Without filling this post with the specifics and motivations behind WSGI, let’s immediately jump into how to configure Bottle.py and Apache to run this stuff. First we need to do a bit of work in our some_ml_example.py that had the bottle code. After renaming it to app.wsgi it should contain the following:

"""file: app.wsgi"""
import os, sys
import bottle
from beaker.middleware import SessionMiddleware

os.chdir(os.path.dirname(__file__))
sys.path.append(os.path.dirname(__file__))

application = SessionMiddleware(bottle.app())

clf = pickle.load(open('/somedir/model.pickle', 'rb'))
big = pickle.load(open('/somedir/bigram_vectorizer.pickLe', 'rb'))

@bottle.route('/<query>')
def index(query):
    v = big.transform([query]).toarray()
    return clf.predict(v)[0]

So obviously we are not serving to a port anymore. Apache will pick up the app and serve it to wherever you wish.
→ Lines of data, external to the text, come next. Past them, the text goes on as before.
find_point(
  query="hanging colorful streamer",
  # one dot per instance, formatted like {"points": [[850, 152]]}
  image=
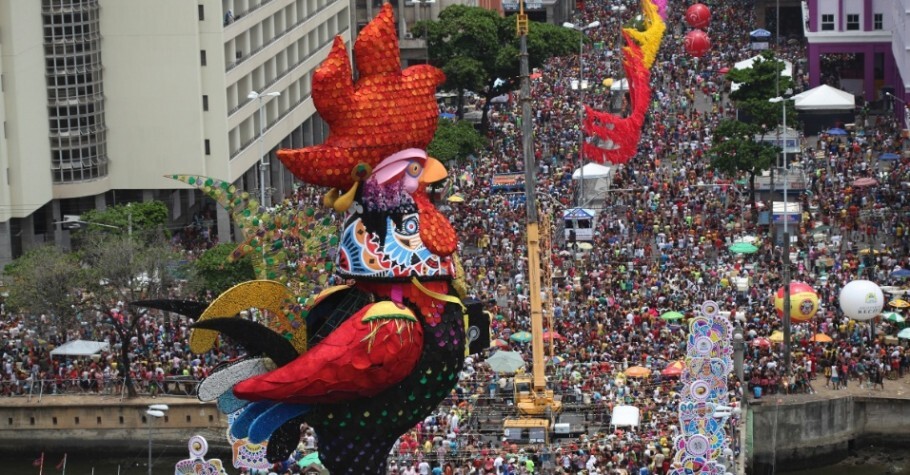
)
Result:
{"points": [[703, 439]]}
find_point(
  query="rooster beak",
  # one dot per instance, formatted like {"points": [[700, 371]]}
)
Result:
{"points": [[433, 171]]}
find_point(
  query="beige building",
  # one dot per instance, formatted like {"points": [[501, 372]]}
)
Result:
{"points": [[100, 99]]}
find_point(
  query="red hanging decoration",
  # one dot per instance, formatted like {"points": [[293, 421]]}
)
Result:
{"points": [[697, 43], [616, 137], [698, 15]]}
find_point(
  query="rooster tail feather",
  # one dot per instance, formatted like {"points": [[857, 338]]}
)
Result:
{"points": [[229, 404], [256, 338], [284, 440], [224, 378]]}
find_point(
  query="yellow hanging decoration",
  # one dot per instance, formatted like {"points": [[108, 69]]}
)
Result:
{"points": [[650, 39]]}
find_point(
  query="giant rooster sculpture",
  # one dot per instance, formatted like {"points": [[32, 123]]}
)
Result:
{"points": [[375, 356]]}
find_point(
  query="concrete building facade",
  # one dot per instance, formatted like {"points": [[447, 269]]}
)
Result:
{"points": [[100, 99]]}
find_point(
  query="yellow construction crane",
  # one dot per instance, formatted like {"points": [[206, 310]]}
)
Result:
{"points": [[537, 407]]}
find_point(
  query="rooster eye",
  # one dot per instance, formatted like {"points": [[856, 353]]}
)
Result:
{"points": [[410, 226]]}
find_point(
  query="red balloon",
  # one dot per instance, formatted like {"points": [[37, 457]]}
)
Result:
{"points": [[697, 43], [698, 15]]}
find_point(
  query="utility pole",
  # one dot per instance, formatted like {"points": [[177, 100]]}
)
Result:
{"points": [[533, 231]]}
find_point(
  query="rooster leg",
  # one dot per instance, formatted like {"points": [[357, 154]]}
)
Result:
{"points": [[274, 418], [242, 423]]}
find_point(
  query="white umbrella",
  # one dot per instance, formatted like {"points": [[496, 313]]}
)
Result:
{"points": [[505, 361], [591, 171]]}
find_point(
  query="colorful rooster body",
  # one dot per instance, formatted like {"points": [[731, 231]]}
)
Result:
{"points": [[382, 352]]}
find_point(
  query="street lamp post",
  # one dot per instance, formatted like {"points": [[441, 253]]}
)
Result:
{"points": [[157, 411], [263, 163], [785, 274], [582, 86], [906, 109]]}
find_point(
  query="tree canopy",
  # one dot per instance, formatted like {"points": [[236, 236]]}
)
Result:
{"points": [[760, 83], [478, 50], [47, 281], [214, 271], [139, 218]]}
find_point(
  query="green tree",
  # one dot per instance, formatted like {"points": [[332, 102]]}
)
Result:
{"points": [[47, 281], [124, 269], [734, 150], [214, 271], [760, 83], [145, 219], [478, 51], [455, 140]]}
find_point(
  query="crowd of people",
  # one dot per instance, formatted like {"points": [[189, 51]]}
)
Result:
{"points": [[660, 244]]}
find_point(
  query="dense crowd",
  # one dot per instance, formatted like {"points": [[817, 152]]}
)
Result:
{"points": [[660, 244]]}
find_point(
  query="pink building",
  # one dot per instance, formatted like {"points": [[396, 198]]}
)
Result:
{"points": [[859, 46]]}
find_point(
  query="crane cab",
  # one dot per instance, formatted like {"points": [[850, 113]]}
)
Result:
{"points": [[524, 431]]}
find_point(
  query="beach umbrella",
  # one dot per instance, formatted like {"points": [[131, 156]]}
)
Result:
{"points": [[521, 337], [821, 338], [865, 181], [761, 342], [674, 369], [505, 361], [499, 343], [893, 317], [670, 316], [742, 248], [548, 334], [637, 372]]}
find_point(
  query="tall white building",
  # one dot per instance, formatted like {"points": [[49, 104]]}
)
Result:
{"points": [[100, 99]]}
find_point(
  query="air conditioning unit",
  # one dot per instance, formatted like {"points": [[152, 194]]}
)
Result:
{"points": [[71, 222]]}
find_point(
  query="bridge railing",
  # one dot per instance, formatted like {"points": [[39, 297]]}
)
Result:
{"points": [[115, 387]]}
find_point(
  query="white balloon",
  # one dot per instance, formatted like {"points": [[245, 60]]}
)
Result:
{"points": [[862, 300]]}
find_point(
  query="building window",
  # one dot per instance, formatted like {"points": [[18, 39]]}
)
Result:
{"points": [[853, 21]]}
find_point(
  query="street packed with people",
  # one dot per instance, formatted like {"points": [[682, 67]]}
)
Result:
{"points": [[660, 244]]}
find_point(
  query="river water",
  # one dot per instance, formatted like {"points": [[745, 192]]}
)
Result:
{"points": [[865, 461], [78, 464]]}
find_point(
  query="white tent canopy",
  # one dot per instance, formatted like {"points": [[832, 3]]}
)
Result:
{"points": [[80, 348], [824, 98], [625, 416], [747, 64], [591, 172]]}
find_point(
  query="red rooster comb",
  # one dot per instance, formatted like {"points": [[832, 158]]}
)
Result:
{"points": [[385, 111]]}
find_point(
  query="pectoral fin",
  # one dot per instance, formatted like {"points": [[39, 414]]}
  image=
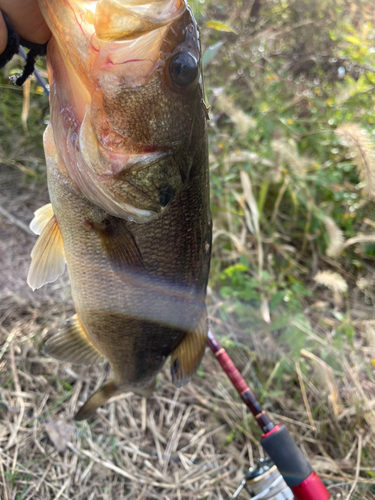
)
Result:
{"points": [[119, 244], [72, 345], [97, 399], [47, 256], [41, 218], [186, 358]]}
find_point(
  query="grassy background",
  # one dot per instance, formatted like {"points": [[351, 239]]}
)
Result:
{"points": [[291, 87]]}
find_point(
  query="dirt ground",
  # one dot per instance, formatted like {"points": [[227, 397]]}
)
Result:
{"points": [[179, 444]]}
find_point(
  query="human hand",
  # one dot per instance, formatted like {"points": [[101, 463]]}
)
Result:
{"points": [[27, 20]]}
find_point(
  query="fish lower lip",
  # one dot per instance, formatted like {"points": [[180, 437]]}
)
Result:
{"points": [[121, 162]]}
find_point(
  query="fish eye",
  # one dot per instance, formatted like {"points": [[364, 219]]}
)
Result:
{"points": [[183, 69]]}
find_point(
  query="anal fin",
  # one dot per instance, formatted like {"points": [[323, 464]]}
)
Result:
{"points": [[100, 397], [41, 218], [72, 345], [186, 358], [47, 256]]}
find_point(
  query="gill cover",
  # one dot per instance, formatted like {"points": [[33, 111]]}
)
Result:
{"points": [[102, 56]]}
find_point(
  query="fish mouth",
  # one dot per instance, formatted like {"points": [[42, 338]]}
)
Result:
{"points": [[135, 181], [117, 20]]}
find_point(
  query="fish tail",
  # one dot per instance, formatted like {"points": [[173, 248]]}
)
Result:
{"points": [[100, 397]]}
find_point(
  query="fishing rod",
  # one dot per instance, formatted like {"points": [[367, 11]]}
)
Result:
{"points": [[288, 474]]}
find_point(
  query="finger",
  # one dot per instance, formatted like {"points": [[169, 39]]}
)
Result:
{"points": [[26, 19], [3, 34]]}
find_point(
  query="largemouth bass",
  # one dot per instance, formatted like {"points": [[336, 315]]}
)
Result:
{"points": [[128, 180]]}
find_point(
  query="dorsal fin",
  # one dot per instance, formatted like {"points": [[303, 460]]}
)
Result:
{"points": [[186, 357], [71, 344], [41, 218], [47, 256]]}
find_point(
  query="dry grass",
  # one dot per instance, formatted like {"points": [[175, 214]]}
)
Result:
{"points": [[186, 444]]}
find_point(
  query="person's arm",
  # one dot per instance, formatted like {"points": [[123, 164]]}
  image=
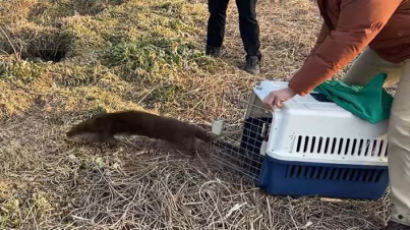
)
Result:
{"points": [[359, 22]]}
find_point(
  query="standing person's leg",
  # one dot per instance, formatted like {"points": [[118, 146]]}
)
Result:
{"points": [[249, 29], [364, 68], [399, 150], [216, 26]]}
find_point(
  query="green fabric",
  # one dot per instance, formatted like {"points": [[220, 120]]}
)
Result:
{"points": [[370, 102]]}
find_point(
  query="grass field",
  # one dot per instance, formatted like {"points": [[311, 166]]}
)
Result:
{"points": [[63, 61]]}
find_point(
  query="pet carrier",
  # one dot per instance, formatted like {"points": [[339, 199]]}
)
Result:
{"points": [[310, 146]]}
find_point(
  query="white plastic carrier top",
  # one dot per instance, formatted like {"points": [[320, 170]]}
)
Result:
{"points": [[308, 130]]}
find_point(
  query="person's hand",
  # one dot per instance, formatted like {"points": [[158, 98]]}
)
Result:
{"points": [[276, 98]]}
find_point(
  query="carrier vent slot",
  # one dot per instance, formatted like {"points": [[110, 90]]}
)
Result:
{"points": [[329, 173], [341, 146]]}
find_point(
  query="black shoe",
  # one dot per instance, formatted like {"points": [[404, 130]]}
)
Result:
{"points": [[391, 225], [213, 51], [252, 65]]}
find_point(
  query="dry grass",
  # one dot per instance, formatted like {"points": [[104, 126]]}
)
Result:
{"points": [[130, 55]]}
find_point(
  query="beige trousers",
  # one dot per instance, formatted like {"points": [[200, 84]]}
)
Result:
{"points": [[364, 68]]}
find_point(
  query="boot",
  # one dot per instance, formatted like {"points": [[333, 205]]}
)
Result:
{"points": [[252, 65]]}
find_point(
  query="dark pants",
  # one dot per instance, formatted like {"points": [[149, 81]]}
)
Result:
{"points": [[248, 24]]}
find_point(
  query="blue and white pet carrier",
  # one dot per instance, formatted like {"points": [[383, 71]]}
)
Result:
{"points": [[309, 147]]}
The path part is important as the directory orientation changes when everything is loaded into Apache, so your new app still needs to know where all the files are at. Notice that we’ve also added a dependency; beaker. Beaker does… Now that our file is done, we need to configure Apache to fetch it. In Linux, this is done as follows:

cd /etc/apache2/sites-available
nano yourappname.conf

Around the web, I found the tendency for people to explain that adding a bottle application to Apache requires the following config:

WSGIDaemonProcess yourapp user=you group=somegroup processes=1 threads=5
<Directory /home/directory/to/webserver/html/appdir/app.wsgi>
  WSGIProcessGroup somegroup
  WSGIApplicationGroup %{GLOBAL}
  Order deny,allow
  Allow from all
</Directory>

If all is well, and mod_wsgi is installed and loaded into Apache, at least the route("/") we used in helloworldinabottle.py should be working after an Apache restart or reload. Now, however that may be true and may or not work for everyone, it was working fine for my previous websites. Not for this one, though.

The WSGI Deadlock

When I started to work on the demo, and tried to load an example similar to some_ml_example.py that included import sklearn, the bottle page where it was loaded would hang up. Just loading forever, and the Apache error log would not report anything. After searching all the possible query combinations of “apache bottle import module page hangs should I quit building websites starting now”, I found one particular page that described part the issue on stackoverflow. Case in point is what’s called a deadlock; when applications are not assigned to a system-wide application group, they are considered to be an instance of Apache. Now, Apache doesn’t like doing any heavy lifting in terms of loading of interpreting, caching and running processes; that’s why most of that stuff is capped to a maximum amount of CPU and Memory load. This is why imports of very large packages take forever and will probably never resolve in any time that users of your website would want to wait. Now, the issue should actually already be resolved! After all, we included the WSGI Applictiongroup to be %{GLOBAL}, which should do processing on the local system. Apparently that’s not working very well now is it? I carried on looking up what might be the issue, when I struck upon another stackoverflow post that mentioned specifying the Process and Applicationgroup separately in newer versions of mod_wsgi. The changes required for this are again done in the /etc/apache2/sites-enabled/yourapp.wsgi, as follows:

WSGIDaemonProcess yourapp user=you group=somegroup processes=1 threads=5
WSGIApplication /yourapp /dir/to/app/app.wsgi process-group=yourapp application-group=%{GLOBAL}
<Directory /home/directory/to/webserver/html/appdir/app.wsgi>
  WSGIProcessGroup %{GLOBAL}
  WSGIApplicationGroup %{GLOBAL}
  Order deny,allow
  Allow from all
</Directory>

Now after a good sudo service apache2 restart you application should be working as expected! Hope this helped!